眾目睽睽之下,陸寒敘將血書上的冤情,一一讀來。
    每讀完一段,王忠臉上的冷汗就多一道。
    全部讀完,陸寒敘將血書收好,看著王忠說道:“王大人,被害人如今就在大理寺,若有疑問,大人可與其當庭對質,一共是八戶人家。”
    陸寒敘說完,蕭彥君直接開口。
    “王忠教子無方,濫用職權,罷免官職,貶為庶民,念其年事已高,責令歸鄉養老,其家產全部充公。
    其子王銀松,目無法紀,欺壓百姓,為所欲為,即刻押入大牢,杖責五十,流放瓊州,至于王家其他人,令大理寺徹查,如有違法作惡者,依法從重論處。”
    “陛下英明,臣等敬服!”眾臣紛紛跪地高呼。
    蕭彥君的目光環顧眾人,最后說道:“來人,剝去王忠的官服。”說完又道:“何維舟!”
    “臣在!”
    蕭彥君道“徹查王家的事情,便交由你去辦。”
    “是,臣領旨。”
    朝會散去,眾人紛紛往外走。
    成群,議論紛紛,各懷心思。
    ——
    蘇槿月聽完朝廷上發生的一切,已然目瞪口呆。
    香茵在一旁,一臉激動:“娘娘,陛下這是在給您出頭啊。
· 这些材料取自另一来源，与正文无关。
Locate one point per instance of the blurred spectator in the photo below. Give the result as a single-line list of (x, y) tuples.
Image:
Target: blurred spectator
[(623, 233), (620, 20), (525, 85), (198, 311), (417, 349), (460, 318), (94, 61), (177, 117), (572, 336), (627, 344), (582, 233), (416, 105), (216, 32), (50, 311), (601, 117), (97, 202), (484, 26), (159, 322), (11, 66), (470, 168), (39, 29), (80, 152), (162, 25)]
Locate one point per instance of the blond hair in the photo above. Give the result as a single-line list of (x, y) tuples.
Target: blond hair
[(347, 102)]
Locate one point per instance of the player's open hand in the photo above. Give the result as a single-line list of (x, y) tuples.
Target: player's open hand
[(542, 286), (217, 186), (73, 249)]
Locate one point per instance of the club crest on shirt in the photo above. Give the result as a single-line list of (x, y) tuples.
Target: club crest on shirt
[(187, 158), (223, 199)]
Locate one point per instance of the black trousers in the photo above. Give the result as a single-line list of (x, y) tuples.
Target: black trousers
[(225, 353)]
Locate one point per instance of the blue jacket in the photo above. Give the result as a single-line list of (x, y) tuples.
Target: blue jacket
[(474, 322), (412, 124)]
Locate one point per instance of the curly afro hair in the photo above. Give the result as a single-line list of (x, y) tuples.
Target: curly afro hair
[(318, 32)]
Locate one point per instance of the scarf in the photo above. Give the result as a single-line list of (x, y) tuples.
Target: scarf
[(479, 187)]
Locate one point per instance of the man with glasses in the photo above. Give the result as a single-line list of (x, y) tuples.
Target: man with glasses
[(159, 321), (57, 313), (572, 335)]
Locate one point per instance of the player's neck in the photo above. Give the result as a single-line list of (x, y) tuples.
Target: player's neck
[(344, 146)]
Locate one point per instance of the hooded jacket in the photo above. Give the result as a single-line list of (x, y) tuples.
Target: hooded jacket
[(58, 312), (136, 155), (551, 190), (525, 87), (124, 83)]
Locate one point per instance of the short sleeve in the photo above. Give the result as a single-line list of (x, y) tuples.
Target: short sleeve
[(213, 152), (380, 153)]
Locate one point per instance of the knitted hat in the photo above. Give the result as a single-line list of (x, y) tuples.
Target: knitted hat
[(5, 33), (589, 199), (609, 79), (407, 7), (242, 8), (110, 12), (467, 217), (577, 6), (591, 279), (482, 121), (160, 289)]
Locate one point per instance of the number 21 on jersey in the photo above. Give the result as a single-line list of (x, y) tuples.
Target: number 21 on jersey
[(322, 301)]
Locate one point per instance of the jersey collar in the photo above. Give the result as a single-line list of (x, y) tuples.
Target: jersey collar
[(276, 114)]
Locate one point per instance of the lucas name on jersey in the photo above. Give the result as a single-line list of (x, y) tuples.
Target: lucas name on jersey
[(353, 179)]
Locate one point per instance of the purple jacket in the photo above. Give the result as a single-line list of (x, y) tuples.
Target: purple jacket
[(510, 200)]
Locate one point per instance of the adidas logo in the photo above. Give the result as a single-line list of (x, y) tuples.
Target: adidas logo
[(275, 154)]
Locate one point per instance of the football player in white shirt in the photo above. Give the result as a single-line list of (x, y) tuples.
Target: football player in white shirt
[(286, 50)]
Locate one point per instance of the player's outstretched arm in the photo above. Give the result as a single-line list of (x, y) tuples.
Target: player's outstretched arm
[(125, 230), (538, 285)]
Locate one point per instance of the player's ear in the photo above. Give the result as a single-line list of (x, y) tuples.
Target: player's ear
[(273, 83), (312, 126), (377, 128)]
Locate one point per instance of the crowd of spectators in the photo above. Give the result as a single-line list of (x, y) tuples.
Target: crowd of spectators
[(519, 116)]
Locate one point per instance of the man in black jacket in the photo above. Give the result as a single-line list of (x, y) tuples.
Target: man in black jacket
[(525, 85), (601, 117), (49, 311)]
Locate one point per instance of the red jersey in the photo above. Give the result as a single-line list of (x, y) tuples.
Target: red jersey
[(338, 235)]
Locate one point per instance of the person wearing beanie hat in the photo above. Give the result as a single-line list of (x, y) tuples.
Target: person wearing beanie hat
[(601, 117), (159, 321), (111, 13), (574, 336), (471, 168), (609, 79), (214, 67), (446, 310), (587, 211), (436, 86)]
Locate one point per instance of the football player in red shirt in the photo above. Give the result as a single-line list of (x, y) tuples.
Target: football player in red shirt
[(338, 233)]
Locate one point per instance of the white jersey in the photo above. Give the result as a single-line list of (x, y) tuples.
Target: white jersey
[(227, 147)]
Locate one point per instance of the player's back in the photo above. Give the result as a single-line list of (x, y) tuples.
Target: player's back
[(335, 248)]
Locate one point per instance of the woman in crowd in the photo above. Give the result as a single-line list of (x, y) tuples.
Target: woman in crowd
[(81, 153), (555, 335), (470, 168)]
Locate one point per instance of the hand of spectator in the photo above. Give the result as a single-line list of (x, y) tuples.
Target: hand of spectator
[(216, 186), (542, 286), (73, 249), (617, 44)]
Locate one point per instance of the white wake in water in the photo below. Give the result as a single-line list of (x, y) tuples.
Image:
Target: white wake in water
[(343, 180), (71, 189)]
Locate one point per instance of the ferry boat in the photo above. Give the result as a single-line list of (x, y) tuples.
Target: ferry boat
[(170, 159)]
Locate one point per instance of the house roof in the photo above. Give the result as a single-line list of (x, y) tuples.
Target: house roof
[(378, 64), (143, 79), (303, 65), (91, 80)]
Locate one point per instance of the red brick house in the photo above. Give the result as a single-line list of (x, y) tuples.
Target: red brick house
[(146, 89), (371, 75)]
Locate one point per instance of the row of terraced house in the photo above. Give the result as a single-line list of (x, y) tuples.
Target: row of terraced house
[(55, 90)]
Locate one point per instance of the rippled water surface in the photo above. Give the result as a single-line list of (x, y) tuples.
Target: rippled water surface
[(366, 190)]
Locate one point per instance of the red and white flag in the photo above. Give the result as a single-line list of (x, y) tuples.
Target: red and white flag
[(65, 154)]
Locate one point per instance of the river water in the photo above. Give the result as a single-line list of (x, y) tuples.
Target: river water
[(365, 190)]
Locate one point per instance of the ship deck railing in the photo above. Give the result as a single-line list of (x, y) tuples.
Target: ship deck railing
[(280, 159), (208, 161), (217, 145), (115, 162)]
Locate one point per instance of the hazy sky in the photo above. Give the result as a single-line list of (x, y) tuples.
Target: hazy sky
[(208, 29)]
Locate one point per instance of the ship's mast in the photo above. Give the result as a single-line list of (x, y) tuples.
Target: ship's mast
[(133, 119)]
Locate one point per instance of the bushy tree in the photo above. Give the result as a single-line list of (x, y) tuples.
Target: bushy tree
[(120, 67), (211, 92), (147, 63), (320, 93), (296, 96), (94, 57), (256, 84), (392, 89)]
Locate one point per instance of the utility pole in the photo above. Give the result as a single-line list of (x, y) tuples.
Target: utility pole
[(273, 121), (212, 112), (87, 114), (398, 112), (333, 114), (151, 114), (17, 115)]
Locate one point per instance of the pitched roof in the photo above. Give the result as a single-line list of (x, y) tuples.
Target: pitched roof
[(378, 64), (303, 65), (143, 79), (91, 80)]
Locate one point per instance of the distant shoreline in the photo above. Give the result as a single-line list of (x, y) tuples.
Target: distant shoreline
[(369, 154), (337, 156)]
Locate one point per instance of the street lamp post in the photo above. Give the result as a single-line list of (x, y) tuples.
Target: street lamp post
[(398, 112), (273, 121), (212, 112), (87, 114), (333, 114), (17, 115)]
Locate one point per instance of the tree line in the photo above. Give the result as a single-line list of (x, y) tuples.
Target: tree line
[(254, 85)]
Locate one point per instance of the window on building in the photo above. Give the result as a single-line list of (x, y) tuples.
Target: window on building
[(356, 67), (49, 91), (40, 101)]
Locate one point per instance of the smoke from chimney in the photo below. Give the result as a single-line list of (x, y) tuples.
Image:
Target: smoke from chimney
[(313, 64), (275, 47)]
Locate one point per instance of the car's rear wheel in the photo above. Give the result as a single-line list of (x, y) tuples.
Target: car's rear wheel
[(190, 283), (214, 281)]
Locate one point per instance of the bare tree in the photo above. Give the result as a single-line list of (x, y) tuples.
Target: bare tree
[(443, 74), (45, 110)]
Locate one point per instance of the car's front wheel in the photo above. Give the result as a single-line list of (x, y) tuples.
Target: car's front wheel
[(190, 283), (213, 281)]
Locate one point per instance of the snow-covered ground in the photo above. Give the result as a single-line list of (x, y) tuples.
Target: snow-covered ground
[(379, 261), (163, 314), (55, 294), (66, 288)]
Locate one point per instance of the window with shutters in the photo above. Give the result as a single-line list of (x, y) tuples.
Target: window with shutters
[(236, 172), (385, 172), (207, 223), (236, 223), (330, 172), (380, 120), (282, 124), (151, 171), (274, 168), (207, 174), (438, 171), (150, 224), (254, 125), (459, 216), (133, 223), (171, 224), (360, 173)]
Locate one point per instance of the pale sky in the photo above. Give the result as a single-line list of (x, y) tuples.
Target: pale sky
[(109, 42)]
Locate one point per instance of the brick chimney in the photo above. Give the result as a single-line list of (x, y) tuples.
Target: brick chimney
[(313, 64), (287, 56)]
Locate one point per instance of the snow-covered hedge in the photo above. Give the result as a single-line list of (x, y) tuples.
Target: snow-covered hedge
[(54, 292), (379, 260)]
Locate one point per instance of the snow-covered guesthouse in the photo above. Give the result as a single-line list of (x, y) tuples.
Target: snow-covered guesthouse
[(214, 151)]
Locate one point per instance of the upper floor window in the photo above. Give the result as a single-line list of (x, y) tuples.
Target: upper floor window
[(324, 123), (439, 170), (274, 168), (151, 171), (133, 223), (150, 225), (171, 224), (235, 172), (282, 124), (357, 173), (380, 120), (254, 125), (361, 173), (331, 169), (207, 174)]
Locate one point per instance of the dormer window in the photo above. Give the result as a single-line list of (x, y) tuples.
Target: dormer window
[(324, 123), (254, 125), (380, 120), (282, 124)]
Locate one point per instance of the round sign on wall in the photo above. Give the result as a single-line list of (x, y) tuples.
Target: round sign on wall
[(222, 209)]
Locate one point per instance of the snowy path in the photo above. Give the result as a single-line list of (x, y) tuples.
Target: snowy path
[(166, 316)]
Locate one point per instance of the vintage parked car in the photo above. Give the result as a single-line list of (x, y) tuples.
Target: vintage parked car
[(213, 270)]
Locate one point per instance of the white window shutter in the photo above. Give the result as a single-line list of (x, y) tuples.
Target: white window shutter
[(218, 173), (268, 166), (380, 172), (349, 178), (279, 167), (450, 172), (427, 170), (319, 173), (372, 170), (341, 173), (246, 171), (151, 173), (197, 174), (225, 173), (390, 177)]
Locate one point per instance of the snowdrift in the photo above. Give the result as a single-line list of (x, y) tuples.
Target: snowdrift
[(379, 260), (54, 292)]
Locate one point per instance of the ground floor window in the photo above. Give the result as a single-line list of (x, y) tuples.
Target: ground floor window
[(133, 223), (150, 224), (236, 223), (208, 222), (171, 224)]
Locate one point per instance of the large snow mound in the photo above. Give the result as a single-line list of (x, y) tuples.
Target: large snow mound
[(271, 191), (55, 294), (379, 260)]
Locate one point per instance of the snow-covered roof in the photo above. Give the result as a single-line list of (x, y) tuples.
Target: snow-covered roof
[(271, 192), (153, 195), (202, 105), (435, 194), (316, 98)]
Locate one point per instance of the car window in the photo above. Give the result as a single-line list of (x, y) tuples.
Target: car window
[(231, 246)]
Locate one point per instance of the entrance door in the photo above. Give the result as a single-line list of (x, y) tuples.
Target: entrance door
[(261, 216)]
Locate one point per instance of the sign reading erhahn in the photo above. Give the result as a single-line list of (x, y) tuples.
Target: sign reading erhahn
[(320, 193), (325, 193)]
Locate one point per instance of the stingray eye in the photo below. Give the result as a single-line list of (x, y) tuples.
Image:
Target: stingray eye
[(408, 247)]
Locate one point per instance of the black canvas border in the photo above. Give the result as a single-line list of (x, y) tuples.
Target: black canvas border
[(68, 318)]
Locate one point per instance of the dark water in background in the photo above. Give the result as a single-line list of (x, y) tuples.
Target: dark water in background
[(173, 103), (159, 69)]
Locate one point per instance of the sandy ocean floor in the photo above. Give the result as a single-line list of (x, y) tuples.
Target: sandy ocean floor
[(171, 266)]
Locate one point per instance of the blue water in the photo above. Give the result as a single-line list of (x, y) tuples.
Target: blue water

”
    蘇槿月回過神來,看著香茵,嘆息一聲說道:“傻丫頭,什么出頭,我這是又當了一回背鍋俠!”
    “娘娘,背鍋俠是什么?”香茵問。
    蘇槿月看了看四周,都是自己人,她道:“秋筠,去門口守著。”
    秋筠隨后出去。
    蘇槿月才開口道:“陛下這般動作,看似是為我出頭,其實不過是借此有一個由頭,能夠素清朝堂,殺雞儆猴。
    處理了王忠,那些同樣是三朝,或者兩朝老人的大臣,再想要憑借資歷說話做事,就得要,掂量掂量。
    而那些,濫用職權,欺壓百姓的官員,自以為做的神不知鬼不覺。
    這下子,也要謹小慎微了,畢竟蕭彥君這毫無征兆的突然發難,沒有一點提醒。誰知道下一刻會不會輪到自己。
    你當真以為有什么沖冠一怒為紅顏?那不過是話本子,逗樂世間女子的故事罷了。”
    香茵聽完,呆愣許久:“所以,陛下根本就不是為您?”
    蘇槿月說:“今日換成任何一個人,結果都不會變。
    香茵,記住,別把自己在男人心里的位置看得太高。
    縱然他說破了天的喜歡你,你自己心里都要保留兩分懷疑。”
    香茵皺眉:“那,這世間當真就沒有兩心相交的真心人了嗎?”
    蘇槿月道:“也不是沒有,只不過不要把感情當成生活的全部。”
    看著香茵還有所懷疑的樣子,蘇槿月嘆了一口氣,道:“香茵啊,我真是擔心你將來變成一個戀愛腦。”
    “娘娘,什么是戀愛腦?”香茵問。
    蘇槿月想了想說:“為男人瘋,為男人狂,為男人哐哐撞大墻。”
    香茵一聽,羞紅了臉,一跺腳:“娘娘,您說什么呢,奴婢才不會。”
    說完,轉身跑出屋子。
    留下蘇槿月一臉懵,過了一會兒才反應過來,自己剛剛那話,放在這個年代似乎過于的直白了。
    “嘖,小丫頭!”蘇槿月無奈。
    ——
    “何大人留步!”陸寒敘追上何維舟。
 -->>   何維舟聽見喊聲,回頭便看到陸寒敘朝著自己走來。
    “陸大人。”何維舟客氣道。